A lower deficit for the 2023 balance of payment (BOP) position is forecasted for the Philippines on account of expected narrower trade gap and better services exports and imports, among others.
In a virtual briefing on Friday, Bangko Sentral ng Pilipinas (BSP) officer-in-charge for the Monetary Policy Sub-Sector Dennis Lapid said the latest BOP projection is at $1.6-billion deficit, better than the previous forecast of $5.4-billion deficit.
“The overall outlook or picture for the external environment, particularly for external economic activity, continues to suggest that global GDP (gross domestic product) will continue to be subdued, particularly for this year,” he said.
In 2022, the country registered a BOP deficit of $7.3 billion, a reversal from the $1.3-billion surplus in the previous year.

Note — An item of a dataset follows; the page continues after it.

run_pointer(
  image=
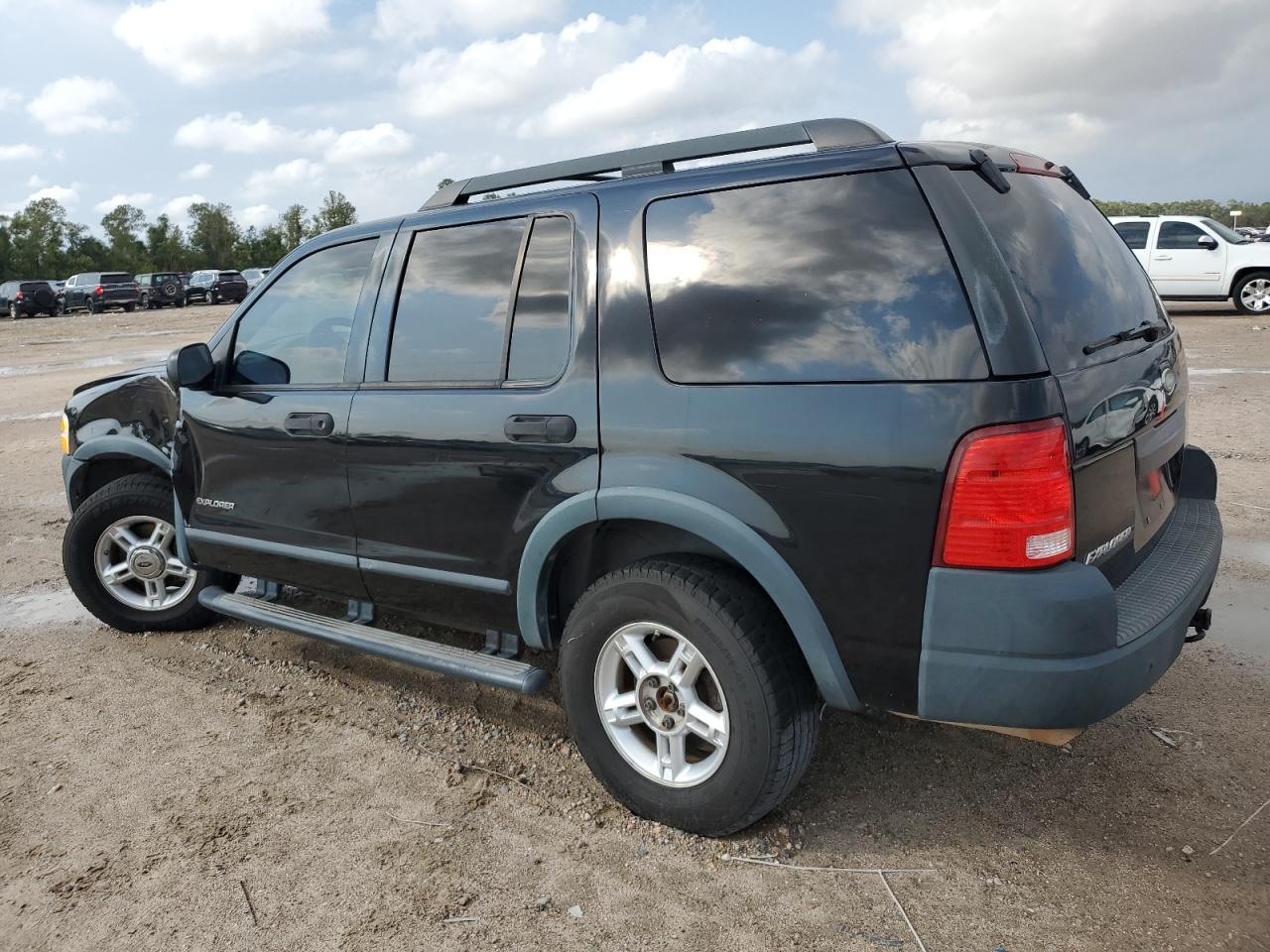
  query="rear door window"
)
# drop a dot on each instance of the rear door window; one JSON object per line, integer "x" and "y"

Based on the latest projection, the current account (CA) is seen to post a lower deficit of $17.1 billion from $19.9 billion previously.

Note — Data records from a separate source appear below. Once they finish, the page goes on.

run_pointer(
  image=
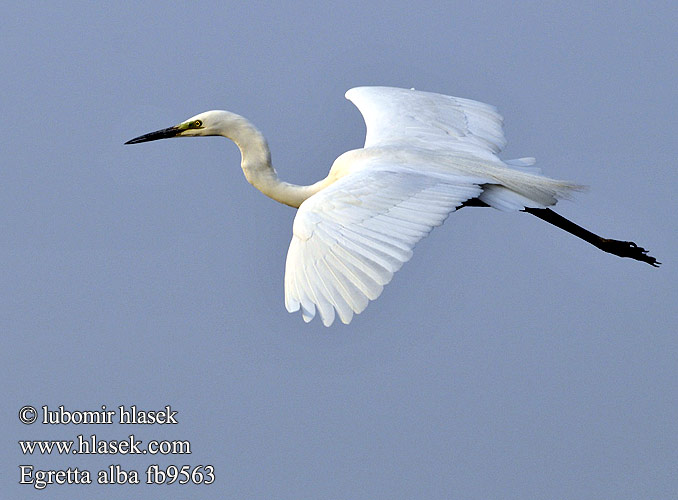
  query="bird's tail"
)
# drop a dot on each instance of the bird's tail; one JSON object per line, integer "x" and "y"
{"x": 523, "y": 186}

Goods exports and imports projections were kept at 3 percent and 4 percent, respectively.
However, services exports are seen to rise by 17 percent from 15 percent and the services imports by 11 percent from 8 percent in the previous BOP forecasting round in the last quarter of 2022.
Inflows from overseas Filipino workers (OFWs) are seen to post a slower growth of 3 percent from 4 percent previously and Lapid attributed this to projections of slower growth in countries where the OFWs are based.
He explained that these projections are based largely on the global growth forecast of the International Monetary Fund (IMF), which sees a subdued output for this year.
He said key downside risks for the domestic economy include the continuation of the elevated inflation rate in most of this year and the possible easing of pend up demand as economic situation normalizes.
These factors are seen to be countered by the stronger-than-expected rebound in travel receipts as more tourism flock to the Philippines and the expected deceleration of inflation rate towards the end of the year.